Employee feedback, engagement, channel effectiveness, and adoption lie at the heart of effective internal communications to create value and support business performance. But when do these data points stop being mere data and start driving real business impact? The real challenge is measuring them objectively and at scale. This is where Business Intelligence tools like Microsoft Power BI come in, turning data into insight, and insight into action.
The Goal of Internal Communications
Well-informed employees are more engaged, and engaged employees are far more likely to contribute effectively to the organisation’s success.
Moving Beyond Gut Feeling with Microsoft Power BI
Did the last campaign work? It felt like it did.
Was the town hall successful? People seemed engaged.

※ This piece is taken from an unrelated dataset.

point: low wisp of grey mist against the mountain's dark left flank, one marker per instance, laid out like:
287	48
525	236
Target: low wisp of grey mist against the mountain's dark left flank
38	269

Real‑Life Use Cases in Daily Internal Communications
- Data: Active user data, log‑in frequency, content views, interactions (likes, comments, shares), and usage data segmented by location, function, or role
- Metrics: Adoption and active usage rates, frequency of interactions per user, growth over time, and engagement depth across organizational segments
- Outcome: Identify adoption gaps, understand usage patterns, and enable targeted actions (e.g., onboarding, users training, leadership activation) to increase sustainable channel adoption

Campaign effectiveness
- Data: Combine Intranet news views, Viva Engage interactions, and survey feedback
- Metrics: Measure message reach, identify top‑performing channels, and spot engagement drop‑offs
- Outcome: Optimize future campaigns based on evidence rather than assumptions
Leadership communication (e.g. Town Hall) impact
- Data: Town hall attendance, live Q&A participation, post‑event feedback, and follow‑up engagement across channels
- Metrics: Measure participation rates, interaction levels, message reach beyond the live event, and sustained engagement over time
- Outcome: Assess whether leadership messages resonate, identify gaps in understanding, and refine leadership communications based on evidence
Final Thought
When reliable data meet professional judgment, internal communications can shine by moving from guesswork to clarity, credibility, and real impact. The key is to start with clear questions: what do we really want to understand? Form there, focus first on a small set of KPIs that influence behavior and outcomes. Build confidence step by step by connecting existing data, rather than waiting for a perfect setup. Keep dashboards simple, avoid overcomplication. And most importantly, don’t be afraid to get started.
When data brings clarity, internal communications creates real impact.
Perfection isn’t the goal, momentum is.
Still exploring alternatives? There are several BI solutions on the market, and outsourcing analytics can also be a valid option, especially when resources are limited.